The plot of Son of Saul seems simple. Saul, a Sonderkommando, decides to have a traditional Jewish burial for the body of a boy he believes to be his son. Sonderkommandos are Jewish prisoners who have been given the job of operating the gas chambers in the Nazi camps, cleaning up after the act, taking care of the dead bodies and managing all the logistics that comes with killing people in gas chambers. These people have a special status because they have been chosen for this important job but they are never indispensable. And although this special status means living for a few days longer, their life is perhaps more difficult than the other Jews who are killed immediately. These Sonderkommandos must watch several generations of people from their community dying a horrible death everyday knowing that the same fate awaits them.

Working in the camps has made these people lose all their emotional hangups and attachments and everything is seen purely in terms of choosing between your own life and death. The hopelessness that comes with being a Sonderkommando is seen in the empty eyes of Saul in the opening scene. When he notices the boy who is struggling with his last breaths after being through the awful ordeal of the gas chamber, there is a sudden spark of urgency, a sense of purpose that awakens within him. Over the course of the film, we come to understand that the burial of this boy means more than just a religious ritual. It is a symbol of a frantic quest for penance and making up for all the guilt that comes with being a Sonderkommando. The act is also symbolic of the defiance of the Nazi propaganda and a refusal to be eliminated as the Germans intend their community to be. This final act of Saul is a desperate attempt to make himself human again.
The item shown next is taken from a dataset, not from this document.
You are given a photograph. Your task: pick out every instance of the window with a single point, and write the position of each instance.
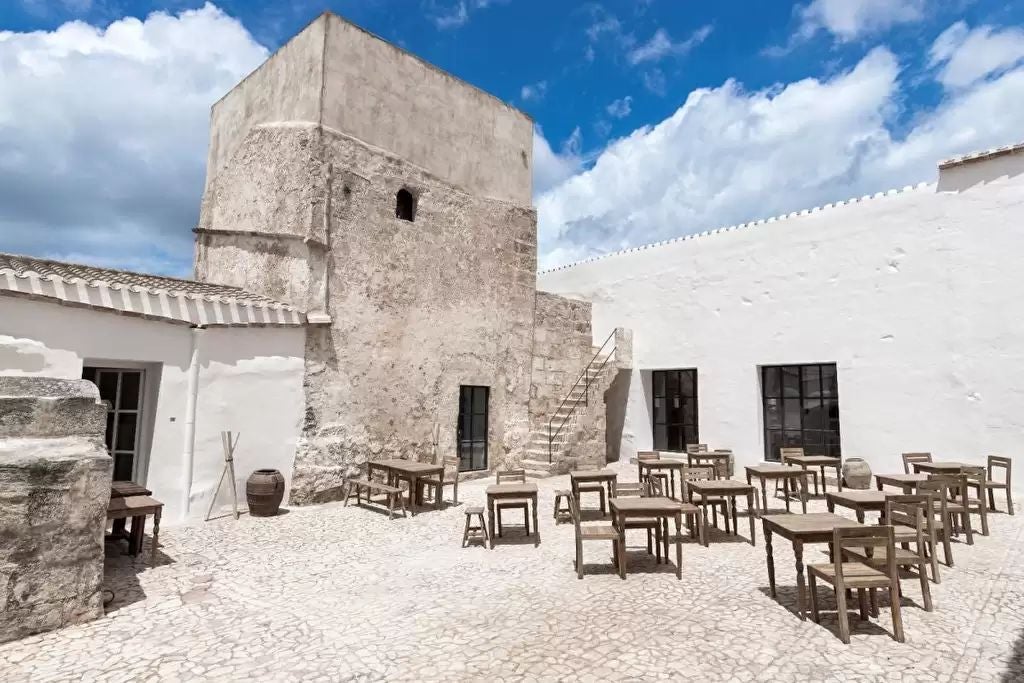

It is not just the plot but the context and setting of the movie that make it so brilliant. Shown from the limited perspective of Saul, the horrors of the concentration camp are only visible in the background but they are just as heartbreaking as any other Holocaust documentary you might watch. The clever camera work ensures that the perspective of Saul adds another dimension of desperation, tragedy and claustrophobia to these events.

Saul’s obsessiveness about this burial can be frustrating at times and indeed, it is confusing that Saul is obsessed with finding meaning in having a funeral for a seemingly unknown boy but remains uninterested in the planned uprising against the Germans. There is a suggestion that Saul may have lost his mental balance, that he is so overwhelmed by the guilt and desperation of his situation that his meaning for existence has boiled down to doing right for his “son”. I found this explanation very believable and by showing this, the film succeeds in exploring the subject of the mental torture of the Jews in the Holocaust and giving it as much importance as their physical torture in the camps.

This is a movie that treats the subject of Holocaust with the solemnity and respect that it deserves while still succeeding in making it engrossing for the audience. Some may consider this a hard watch, and it is, but this is a movie that is important to watch for its substance, the superior technical film-making skills and the handling of its grim subject matter.

It is a hard hitting movie that leaves an impact for days after you have watched it and for me, it is the best Holocaust movie that I have seen and one of the most important films of this decade.